Fusion of CD44 and SLC1A2 in a cancer cell. Credit: Courtesy of J. Tao.

An international research group has estimated that 1–2% of gastric cancers contain a CD44–SLC1A2 gene fusion. Fusion genes are created during cell division as a result of translocations or rearrangements of genetic material. Although these fusion events are rare, 15% of the cancers also had overexpression of SLC1A2.

“Fusion genes are of exceptional interest to the cancer biology community ... as they represent ideal drug targets and diagnostic reagents,” explains corresponding author Patrick Tan. Fusion genes are being used routinely to diagnose subtypes of blood cancers. Although few recurrent fusion genes have been identified in solid cancers, two recent studies have identified fusion genes in prostate and lung cancer. These findings led Tan and colleagues to attempt to identify fusion genes in gastric cancer.

The researchers used genomic breakpoint analysis to profile the genomic DNA of 106 primary gastric cancers and 27 cell lines derived from gastric cancers. This process involved very high resolution microarrays that were able to identify those genes that contained breakpoints. When multiple samples showed a breakpoint in the same location, the gene was identified as a potential fusion gene.

This method enabled the researchers to identify the CD44–SLC1A2 gene fusion. The authors note that this is a particularly interesting finding, as CD44 is a gene that is highly expressed in cancers and SCL1A2 is a glutamate transporter that is involved in an energy-generating cycle in cancers. Thus, “CD44–SLC1A2 may represent a member of a new class of fusion genes that play a role in cancer metabolism,” says Tan.
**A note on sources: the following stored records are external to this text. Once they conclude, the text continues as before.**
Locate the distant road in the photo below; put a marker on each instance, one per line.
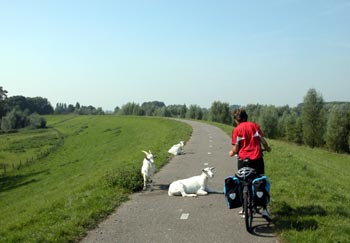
(155, 217)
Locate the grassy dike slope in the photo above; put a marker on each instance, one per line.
(310, 196)
(58, 197)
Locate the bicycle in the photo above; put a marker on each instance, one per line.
(246, 175)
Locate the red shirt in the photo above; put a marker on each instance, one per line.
(246, 135)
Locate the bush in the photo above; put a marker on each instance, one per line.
(127, 178)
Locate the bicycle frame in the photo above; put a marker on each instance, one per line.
(246, 175)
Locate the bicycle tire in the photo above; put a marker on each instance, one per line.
(247, 210)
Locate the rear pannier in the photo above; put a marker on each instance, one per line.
(233, 192)
(261, 191)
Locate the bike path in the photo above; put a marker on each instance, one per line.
(155, 217)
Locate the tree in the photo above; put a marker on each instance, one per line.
(337, 132)
(194, 112)
(220, 112)
(132, 108)
(3, 95)
(268, 121)
(313, 119)
(150, 107)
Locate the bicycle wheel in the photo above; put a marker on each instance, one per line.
(248, 210)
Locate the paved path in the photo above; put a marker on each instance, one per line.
(154, 217)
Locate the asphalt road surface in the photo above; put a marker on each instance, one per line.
(156, 217)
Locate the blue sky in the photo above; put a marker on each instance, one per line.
(108, 53)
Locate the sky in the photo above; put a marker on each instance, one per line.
(194, 52)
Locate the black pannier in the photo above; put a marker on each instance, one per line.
(261, 191)
(233, 192)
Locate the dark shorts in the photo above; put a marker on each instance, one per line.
(257, 164)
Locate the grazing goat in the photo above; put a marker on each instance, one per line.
(193, 186)
(147, 170)
(177, 149)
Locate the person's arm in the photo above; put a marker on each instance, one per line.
(265, 144)
(234, 150)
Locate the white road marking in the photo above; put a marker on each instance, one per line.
(184, 216)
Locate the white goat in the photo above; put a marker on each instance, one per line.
(193, 186)
(147, 169)
(177, 149)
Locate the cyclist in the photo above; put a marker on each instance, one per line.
(246, 140)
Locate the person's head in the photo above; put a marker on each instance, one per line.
(240, 115)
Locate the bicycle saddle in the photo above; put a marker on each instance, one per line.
(246, 172)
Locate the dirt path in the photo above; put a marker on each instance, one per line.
(156, 217)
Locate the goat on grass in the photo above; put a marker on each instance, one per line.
(147, 170)
(193, 186)
(177, 149)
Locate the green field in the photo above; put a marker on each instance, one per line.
(57, 197)
(63, 180)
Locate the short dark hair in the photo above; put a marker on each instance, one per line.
(240, 115)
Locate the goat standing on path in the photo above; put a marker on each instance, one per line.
(193, 186)
(177, 149)
(147, 170)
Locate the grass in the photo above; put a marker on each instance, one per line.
(59, 196)
(93, 164)
(310, 198)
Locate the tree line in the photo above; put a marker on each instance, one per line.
(313, 122)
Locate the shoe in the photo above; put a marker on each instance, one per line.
(265, 214)
(241, 213)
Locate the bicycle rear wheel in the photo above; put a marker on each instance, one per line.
(248, 210)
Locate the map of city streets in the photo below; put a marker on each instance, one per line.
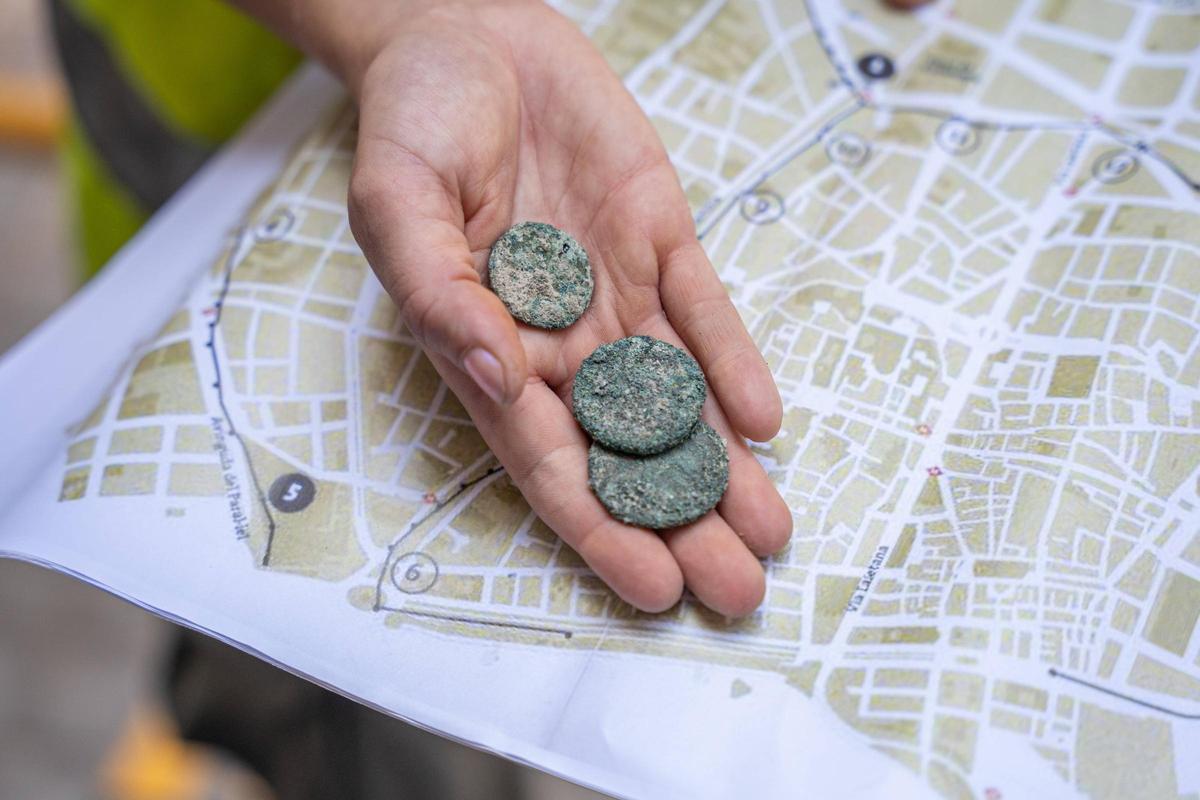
(969, 244)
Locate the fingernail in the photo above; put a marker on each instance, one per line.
(486, 372)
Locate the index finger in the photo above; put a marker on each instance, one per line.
(544, 450)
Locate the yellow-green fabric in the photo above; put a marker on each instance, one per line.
(106, 216)
(202, 66)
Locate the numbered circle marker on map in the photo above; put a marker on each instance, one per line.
(277, 226)
(414, 572)
(292, 493)
(957, 137)
(876, 66)
(1115, 167)
(847, 149)
(761, 206)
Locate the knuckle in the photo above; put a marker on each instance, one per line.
(419, 310)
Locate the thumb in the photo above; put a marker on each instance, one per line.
(411, 229)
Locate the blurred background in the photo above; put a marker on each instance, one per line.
(81, 673)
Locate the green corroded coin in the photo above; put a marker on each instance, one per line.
(639, 395)
(541, 274)
(663, 491)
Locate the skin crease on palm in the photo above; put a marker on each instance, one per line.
(478, 115)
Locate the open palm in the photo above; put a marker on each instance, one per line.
(475, 118)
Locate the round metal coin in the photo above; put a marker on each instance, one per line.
(639, 395)
(541, 274)
(664, 491)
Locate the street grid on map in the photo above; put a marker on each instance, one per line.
(976, 281)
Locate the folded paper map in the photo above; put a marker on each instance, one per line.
(967, 242)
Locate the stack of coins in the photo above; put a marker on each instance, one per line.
(653, 462)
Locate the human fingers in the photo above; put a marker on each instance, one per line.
(700, 310)
(544, 450)
(411, 227)
(751, 505)
(717, 565)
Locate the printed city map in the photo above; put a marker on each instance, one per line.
(969, 244)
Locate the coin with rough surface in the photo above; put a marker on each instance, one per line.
(639, 395)
(663, 491)
(541, 274)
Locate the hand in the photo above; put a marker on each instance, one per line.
(475, 116)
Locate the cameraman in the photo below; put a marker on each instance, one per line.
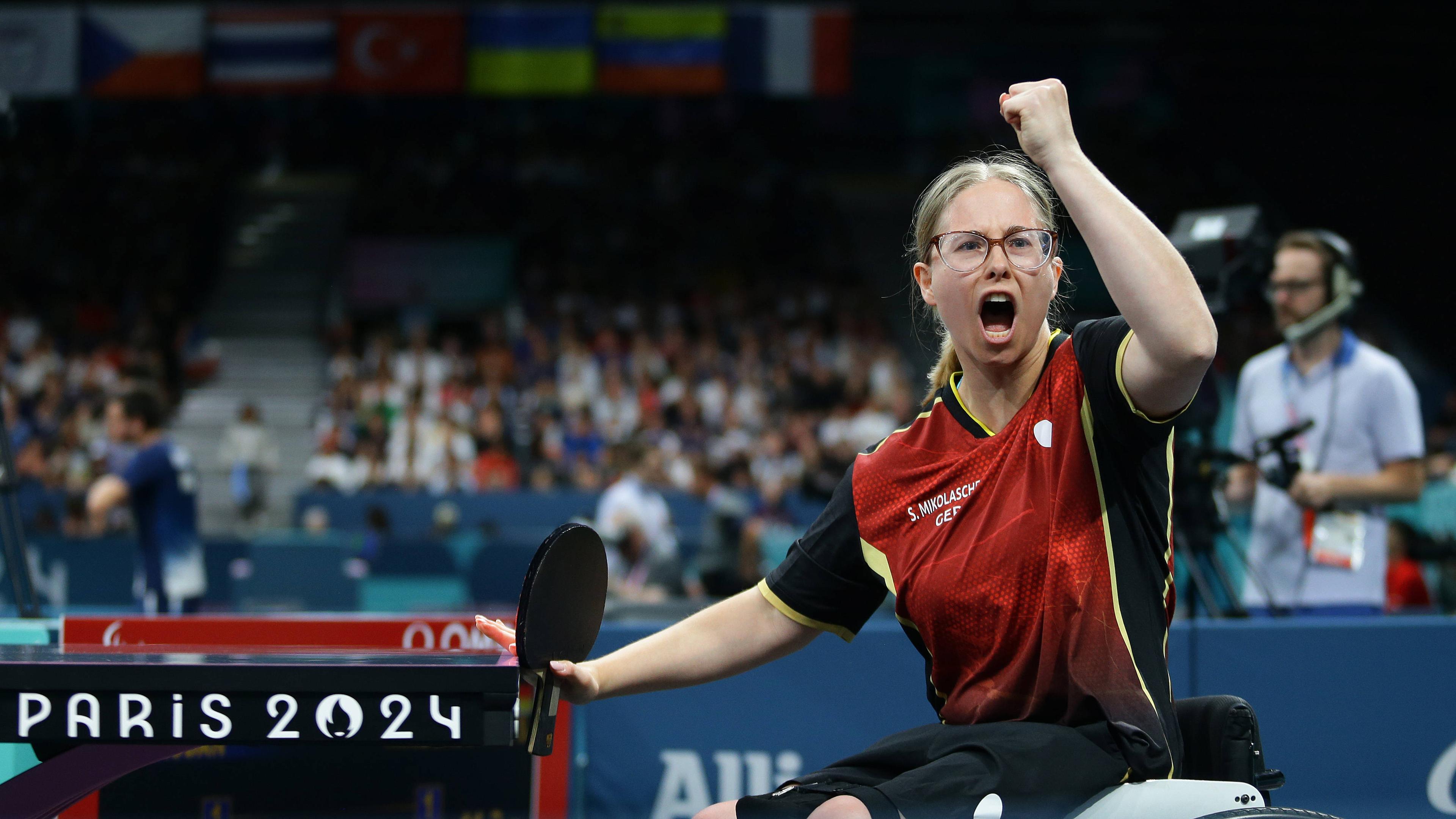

The researchers are now planning to validate their findings in a larger group of patients, which will enable them to confirm the frequency of the gene fusion and to determine whether this gene fusion has any clinical or pathologic effects. “From a therapeutic perspective, as SLC1A2 is a glutamate transporter, we are intrigued by the possibility it may be targetable by glutamate uptake inhibitors,” concludes Tan.